1
votes

I'm having an issue with Dynamo where the read throughput is well below the provisioned capacity without any visible throttling in the graphs.

My table has 100GB of data similar to:

| Partition Key | Sort Key | Value | A | A1 | 1 | A | A2 | 21 | A | A3 | 231 ... | A | A200 | 31 | B | B1 | 5

This structure cannot change too much as it is important that I can query all values associated to a given key ( and more complex queries based on the sort key associated to a given partition key). . This caused me to have throttled writes as it must be hitting the same partitions frequently, but what is really strange is the read throughput. The table has 1000 read units provisioned, but the maximum recorded throughput is 600 reads per second.

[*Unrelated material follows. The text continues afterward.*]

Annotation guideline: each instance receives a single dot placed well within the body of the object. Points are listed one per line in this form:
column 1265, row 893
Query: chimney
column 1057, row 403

This is consistent with up to 10.000 provisioned read units per second.

On the client side, I'm sending 1000 requests per second (uniformly, using a rate limiter) so theoretically, the read throughput should be 1000 reads per second. Even if the number of requests is increased on the client-side, the rate stays the same, and there are zero throttled reads.

The client is running on an EC2 m4.2xlarge instance in the same region as Dynamo. I've ruled out an issue with the client as the CPU usage is fairly low, and there is plenty of memory available.

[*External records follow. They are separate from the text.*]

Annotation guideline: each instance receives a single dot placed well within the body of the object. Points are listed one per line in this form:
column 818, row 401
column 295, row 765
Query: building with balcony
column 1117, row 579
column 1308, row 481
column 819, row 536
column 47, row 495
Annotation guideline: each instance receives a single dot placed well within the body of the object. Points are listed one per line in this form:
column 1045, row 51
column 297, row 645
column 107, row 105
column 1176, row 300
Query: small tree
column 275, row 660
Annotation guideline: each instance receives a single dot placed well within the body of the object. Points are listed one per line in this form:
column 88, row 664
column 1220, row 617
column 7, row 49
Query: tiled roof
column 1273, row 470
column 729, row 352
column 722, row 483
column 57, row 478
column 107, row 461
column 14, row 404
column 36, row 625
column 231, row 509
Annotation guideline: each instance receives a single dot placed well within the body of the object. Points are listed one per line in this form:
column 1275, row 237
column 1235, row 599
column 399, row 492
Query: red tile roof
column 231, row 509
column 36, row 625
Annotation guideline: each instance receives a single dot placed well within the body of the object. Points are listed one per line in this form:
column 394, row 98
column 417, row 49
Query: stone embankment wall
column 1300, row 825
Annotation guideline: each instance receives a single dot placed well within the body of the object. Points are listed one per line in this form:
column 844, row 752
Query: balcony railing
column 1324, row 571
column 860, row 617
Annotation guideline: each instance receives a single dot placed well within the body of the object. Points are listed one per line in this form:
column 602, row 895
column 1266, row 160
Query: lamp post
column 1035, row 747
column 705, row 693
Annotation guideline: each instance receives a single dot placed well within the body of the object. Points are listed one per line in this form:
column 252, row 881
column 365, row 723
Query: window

Any thoughts on what could be causing this?

2
So you are saying that your 1000 reads (/sec) all succeed, yet the system counts it as 600?Michael - sqlbot
@Michael-sqlbot If I send 1000 reads per second then yes, they all succeed but it's counted as 600/500 per second, if I send 2000 then no, it does less than 2000 per second, but more than shown on the graphs.Gonçalo

2 Answers

0
votes

The amount of data per item can impact the RCU.

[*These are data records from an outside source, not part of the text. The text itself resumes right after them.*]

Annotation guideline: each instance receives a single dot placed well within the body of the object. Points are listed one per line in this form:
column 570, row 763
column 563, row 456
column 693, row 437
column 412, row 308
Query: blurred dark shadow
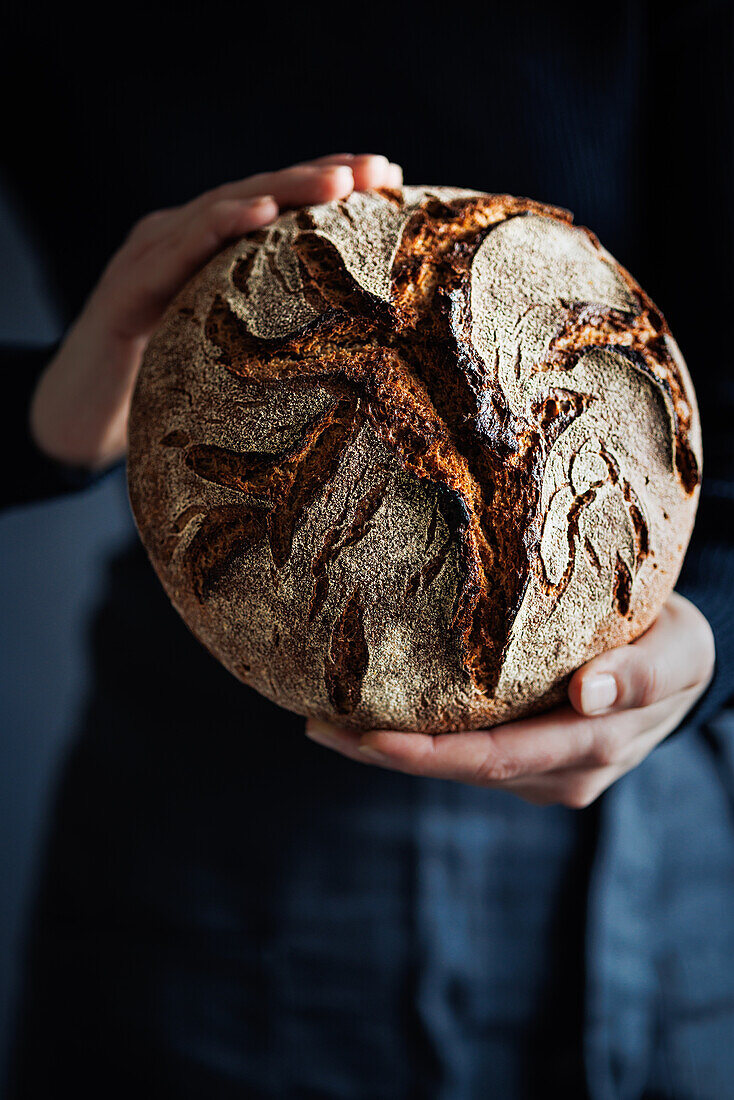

See: http://docs.aws.amazon.com/amazondynamodb/latest/developerguide/HowItWorks.ProvisionedThroughput.html

One read capacity unit represents one strongly consistent read per second, or two eventually consistent reads per second, for an item up to 4 KB in size. If you need to read an item that is larger than 4 KB, DynamoDB will need to consume additional read capacity units. The total number of read capacity units required depends on the item size, and whether you want an eventually consistent or strongly consistent read.

You need to check if you are using consistent reads and the amount of data that you are fetching per read.

0
votes

A few thoughts

  1. In your test are your spreading your queries over all of your partition keys? Dynamo distributes throughput over all partitions, so it you were hitting a subset of partitions you might not achieve your headline throughput.
  2. Do you know how much data each read returns? 1 read capacity can return up to 4KB of data. If some of your results were larger than 4KB you would be getting less than 1000 reads per seconds for 1000 RCUs.
  3. Do you know how many partitions you have on the table and how your throughput is spread over them? A single partition can only have 3,000 RCUs Temporarily increasing throughput can cause your table to generate new partitions - with your throughput spread across each one. Then when you wind the RCUs back down, the data remains in the same number of partitions with your RCUs more thinly spread.